CHI workshop: faceted metadata for IA and search

Monday, April 24th, 2006

flexibility, previews, meaningful organization, support for expansion and refinement
none of these speak to the conception of location
talks about the difficulty of classifying in more than one location, and offers the faceted approach as a solution to this problem.
rather than finding the place for items (the right category), facets allow us to attach descriptors to the items where they are.
cooking method: stirfry, ingredient:chicken, course:main dish…
this is pretty much just like what i was calling genres, eh?
facets make refinement simpler from a UI perspective – what is relevant is determined on demand.
handling facet similarity/synonymity
adding facets is done separately from assignment to items?
makes me think about how my idea of merging annotation and search parallels the wiki movement’s build as you go philosophy. there are strengths and weaknesses to this

claims that it could make automatic categorization easier, so i’m not the only one wondering about that…
“themes” as a name for groups of facets, ways of capturing larger ideas like “japanese internment during wwii”
facets are shown independently in the interface, attributes still exist, but are associated with individual items.
labels are the names used within the facets, not the facets themselves.
this is a lot of names for things…
the ebay example she gave for attributes is shipping rate, tax, etc. couldn’t this be grouped into a facet? right, but then all of those things wouldn’t be shown on the main page. but, in my view, they Would be accessible in a detailed view of the facet itself, not just on the screens of the detail results that contain the attributes.
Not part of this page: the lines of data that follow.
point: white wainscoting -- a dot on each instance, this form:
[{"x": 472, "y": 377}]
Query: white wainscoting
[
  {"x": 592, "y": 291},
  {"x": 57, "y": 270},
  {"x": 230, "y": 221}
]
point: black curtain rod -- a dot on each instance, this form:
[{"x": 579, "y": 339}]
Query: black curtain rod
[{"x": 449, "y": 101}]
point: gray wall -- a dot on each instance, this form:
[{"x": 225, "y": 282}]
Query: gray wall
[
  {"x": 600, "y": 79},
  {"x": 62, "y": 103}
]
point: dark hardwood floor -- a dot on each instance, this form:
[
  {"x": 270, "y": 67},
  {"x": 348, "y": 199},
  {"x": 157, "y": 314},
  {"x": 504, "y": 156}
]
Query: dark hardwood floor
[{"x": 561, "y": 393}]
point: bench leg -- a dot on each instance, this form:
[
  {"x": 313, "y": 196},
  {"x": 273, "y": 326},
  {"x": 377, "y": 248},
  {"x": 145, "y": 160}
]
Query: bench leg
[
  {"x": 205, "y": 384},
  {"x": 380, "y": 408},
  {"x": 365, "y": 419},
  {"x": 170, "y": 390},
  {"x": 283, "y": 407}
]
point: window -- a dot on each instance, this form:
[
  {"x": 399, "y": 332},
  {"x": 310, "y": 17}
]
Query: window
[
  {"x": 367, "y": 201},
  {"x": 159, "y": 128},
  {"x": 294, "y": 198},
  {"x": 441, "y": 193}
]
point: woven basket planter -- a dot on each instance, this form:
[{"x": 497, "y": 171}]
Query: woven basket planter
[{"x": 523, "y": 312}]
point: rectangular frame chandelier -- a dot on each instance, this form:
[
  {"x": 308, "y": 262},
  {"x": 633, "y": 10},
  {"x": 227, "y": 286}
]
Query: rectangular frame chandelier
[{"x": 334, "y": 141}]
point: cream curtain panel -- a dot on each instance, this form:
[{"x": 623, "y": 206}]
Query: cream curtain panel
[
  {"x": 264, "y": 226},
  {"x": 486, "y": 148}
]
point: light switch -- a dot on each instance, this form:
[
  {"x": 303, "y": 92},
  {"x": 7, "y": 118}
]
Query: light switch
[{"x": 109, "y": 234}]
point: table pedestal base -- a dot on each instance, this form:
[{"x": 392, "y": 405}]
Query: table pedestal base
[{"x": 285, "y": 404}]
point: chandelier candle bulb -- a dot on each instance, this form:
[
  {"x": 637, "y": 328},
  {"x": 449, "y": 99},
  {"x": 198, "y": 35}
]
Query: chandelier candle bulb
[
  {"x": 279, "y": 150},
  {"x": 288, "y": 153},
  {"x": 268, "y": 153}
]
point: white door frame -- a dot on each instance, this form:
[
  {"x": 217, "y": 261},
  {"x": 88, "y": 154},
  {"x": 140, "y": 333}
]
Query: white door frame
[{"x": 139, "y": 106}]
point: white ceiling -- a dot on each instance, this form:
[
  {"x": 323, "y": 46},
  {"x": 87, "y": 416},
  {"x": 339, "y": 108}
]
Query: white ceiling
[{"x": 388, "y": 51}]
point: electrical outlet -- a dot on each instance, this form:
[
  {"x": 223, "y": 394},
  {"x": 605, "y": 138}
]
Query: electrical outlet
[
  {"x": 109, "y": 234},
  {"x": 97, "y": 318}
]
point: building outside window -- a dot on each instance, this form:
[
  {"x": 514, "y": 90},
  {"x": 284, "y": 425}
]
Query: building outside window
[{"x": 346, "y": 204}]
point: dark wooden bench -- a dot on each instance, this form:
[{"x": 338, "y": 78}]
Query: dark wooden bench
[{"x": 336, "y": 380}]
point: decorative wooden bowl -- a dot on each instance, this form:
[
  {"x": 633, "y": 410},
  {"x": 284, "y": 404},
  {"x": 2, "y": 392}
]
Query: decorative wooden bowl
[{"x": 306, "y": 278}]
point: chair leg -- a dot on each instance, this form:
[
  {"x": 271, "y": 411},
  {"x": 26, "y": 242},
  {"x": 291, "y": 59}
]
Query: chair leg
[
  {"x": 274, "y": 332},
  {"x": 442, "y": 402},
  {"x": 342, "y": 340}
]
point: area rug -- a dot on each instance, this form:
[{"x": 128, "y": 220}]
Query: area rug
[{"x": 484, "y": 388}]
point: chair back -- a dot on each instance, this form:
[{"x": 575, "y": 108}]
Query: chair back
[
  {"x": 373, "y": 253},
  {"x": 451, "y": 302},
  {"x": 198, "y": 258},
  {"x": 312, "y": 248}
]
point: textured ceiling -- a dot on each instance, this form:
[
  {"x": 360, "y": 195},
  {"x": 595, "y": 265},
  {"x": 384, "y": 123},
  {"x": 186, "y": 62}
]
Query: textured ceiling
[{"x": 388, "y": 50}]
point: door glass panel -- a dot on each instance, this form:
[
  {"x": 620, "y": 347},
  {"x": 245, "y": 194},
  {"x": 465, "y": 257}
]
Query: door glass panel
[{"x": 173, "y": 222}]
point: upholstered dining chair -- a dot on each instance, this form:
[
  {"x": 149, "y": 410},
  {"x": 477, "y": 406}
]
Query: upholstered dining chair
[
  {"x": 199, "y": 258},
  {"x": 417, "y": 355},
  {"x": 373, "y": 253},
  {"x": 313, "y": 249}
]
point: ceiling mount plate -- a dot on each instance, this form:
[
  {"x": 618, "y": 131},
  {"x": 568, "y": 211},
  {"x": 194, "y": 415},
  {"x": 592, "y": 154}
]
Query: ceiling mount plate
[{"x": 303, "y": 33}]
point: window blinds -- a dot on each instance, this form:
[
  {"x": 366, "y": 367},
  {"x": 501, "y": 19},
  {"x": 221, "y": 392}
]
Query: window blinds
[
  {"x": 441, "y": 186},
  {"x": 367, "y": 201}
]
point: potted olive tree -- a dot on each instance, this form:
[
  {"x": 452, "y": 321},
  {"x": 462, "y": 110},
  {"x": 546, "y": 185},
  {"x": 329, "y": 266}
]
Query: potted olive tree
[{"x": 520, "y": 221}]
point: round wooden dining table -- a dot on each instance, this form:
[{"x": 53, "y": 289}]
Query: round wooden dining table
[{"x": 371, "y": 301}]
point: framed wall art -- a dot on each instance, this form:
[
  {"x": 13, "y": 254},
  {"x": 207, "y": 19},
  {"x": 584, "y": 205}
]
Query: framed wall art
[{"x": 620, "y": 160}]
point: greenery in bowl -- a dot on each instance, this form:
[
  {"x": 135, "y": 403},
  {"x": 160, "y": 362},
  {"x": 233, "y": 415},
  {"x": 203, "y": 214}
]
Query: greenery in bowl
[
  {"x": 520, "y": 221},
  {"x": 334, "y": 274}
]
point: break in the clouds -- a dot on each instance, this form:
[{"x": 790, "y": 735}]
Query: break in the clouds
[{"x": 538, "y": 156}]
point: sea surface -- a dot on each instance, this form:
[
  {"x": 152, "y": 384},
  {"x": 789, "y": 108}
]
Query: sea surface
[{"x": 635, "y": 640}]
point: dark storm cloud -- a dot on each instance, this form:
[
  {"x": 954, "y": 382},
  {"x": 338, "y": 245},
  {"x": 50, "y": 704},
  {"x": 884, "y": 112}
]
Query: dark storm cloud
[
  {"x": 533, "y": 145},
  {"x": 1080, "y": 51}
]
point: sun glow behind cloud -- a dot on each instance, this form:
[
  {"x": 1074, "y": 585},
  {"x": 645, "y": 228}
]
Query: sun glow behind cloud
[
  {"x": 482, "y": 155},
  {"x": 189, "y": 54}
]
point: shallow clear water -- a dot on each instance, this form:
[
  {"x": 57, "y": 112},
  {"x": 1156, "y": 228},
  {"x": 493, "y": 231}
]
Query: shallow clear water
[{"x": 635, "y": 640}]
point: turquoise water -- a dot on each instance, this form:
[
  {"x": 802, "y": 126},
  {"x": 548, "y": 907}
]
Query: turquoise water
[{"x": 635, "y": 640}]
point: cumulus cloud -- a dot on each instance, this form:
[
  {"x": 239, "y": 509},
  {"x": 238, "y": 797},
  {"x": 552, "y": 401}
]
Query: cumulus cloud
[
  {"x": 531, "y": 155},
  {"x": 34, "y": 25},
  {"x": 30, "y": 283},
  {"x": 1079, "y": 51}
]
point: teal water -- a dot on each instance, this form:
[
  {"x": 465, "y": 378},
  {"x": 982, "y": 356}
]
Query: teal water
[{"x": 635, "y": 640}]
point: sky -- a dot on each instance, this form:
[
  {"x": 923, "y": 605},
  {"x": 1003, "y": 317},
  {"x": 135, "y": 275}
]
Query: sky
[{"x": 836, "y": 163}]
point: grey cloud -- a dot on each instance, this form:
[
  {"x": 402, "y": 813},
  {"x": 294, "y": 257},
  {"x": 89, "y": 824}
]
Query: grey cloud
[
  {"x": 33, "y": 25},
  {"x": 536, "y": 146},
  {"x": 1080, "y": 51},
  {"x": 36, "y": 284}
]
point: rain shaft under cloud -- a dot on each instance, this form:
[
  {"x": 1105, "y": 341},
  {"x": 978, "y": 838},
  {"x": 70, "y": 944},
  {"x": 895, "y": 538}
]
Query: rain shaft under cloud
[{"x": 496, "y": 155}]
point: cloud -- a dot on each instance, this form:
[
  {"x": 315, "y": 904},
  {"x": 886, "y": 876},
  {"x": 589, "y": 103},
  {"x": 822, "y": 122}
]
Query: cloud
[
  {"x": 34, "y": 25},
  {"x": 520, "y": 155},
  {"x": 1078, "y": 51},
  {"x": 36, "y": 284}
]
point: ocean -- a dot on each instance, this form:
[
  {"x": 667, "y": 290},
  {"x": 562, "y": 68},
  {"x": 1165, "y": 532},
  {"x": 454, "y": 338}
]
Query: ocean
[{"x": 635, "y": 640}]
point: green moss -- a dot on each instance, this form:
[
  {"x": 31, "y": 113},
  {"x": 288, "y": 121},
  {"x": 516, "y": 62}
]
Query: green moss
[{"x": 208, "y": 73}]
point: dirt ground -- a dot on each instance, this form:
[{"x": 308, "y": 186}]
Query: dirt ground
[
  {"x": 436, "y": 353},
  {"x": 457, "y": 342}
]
the lists of facets in the nobel prize example still feel overwhelming to me.
there is a lot of learning required to understand to affiliate the colors of each faceted section with the meaning behind it.
so what?
well, it also takes up a lot of screen space.
and for the halo to be powerful in a wide range of contexts, i am pretty sure it’s going to have to fade into the background pretty well.
how should i test that?

a few years since the last usability study?!!
fairly or unfairly, this triggers my wariness of the academy. i am more and more convinced that i need somewhere that encourages me to make shit fast and put it in front of people immediately. i already naturally resist this out of shyness, or perfectionism, depending how you look at it.

she talks a lot about the goal of helping people not feel lost, but none about the sense of location. the main wayfinding aid seems to be breadcrumbs. and the general sense of relevance that comes from seeing the multiple facets. and yeah, that’s huge, but is something lost from not making the new location metaphor a bit more explicit? if not, maybe i should give that up. but i should think about it.

all shared facets of a selected facet are already “or”s – allowing people to start with the most obvious first step by making the process of choosing subsequent steps less overwhelming. this is a good point.

key points i see to make/clarify in incorporating these thoughts into my capstone:
help finding “nearby” items
location as constellation
merging annotation, search, and exploration
facets and genres
spatial consistency for key facets? iconic representation to speed absorption at a glance?
and/or/not filtering easier if we think about the filter as a place?
facets/genres support hierarchy And multiple categorization. this is huge.
ebay could provide interesting examples.

assumptions about personalization

Tuesday, March 28th, 2006

it’s not just that people like to personalize their systems; it’s also that they learn how to use it through personalization. not in terms of color and font, as much, but in terms of workflow. there are enough small variations between people’s work styles that all systems will be improved by an ability to adjust to these variations. this is why i am starting to believe that we should focus on improving the building blocks of interaction so that users are more able to basically build their systems themselves. i challenge the assumption that it is better design to assume what users want and try to cover all the bases. you never will.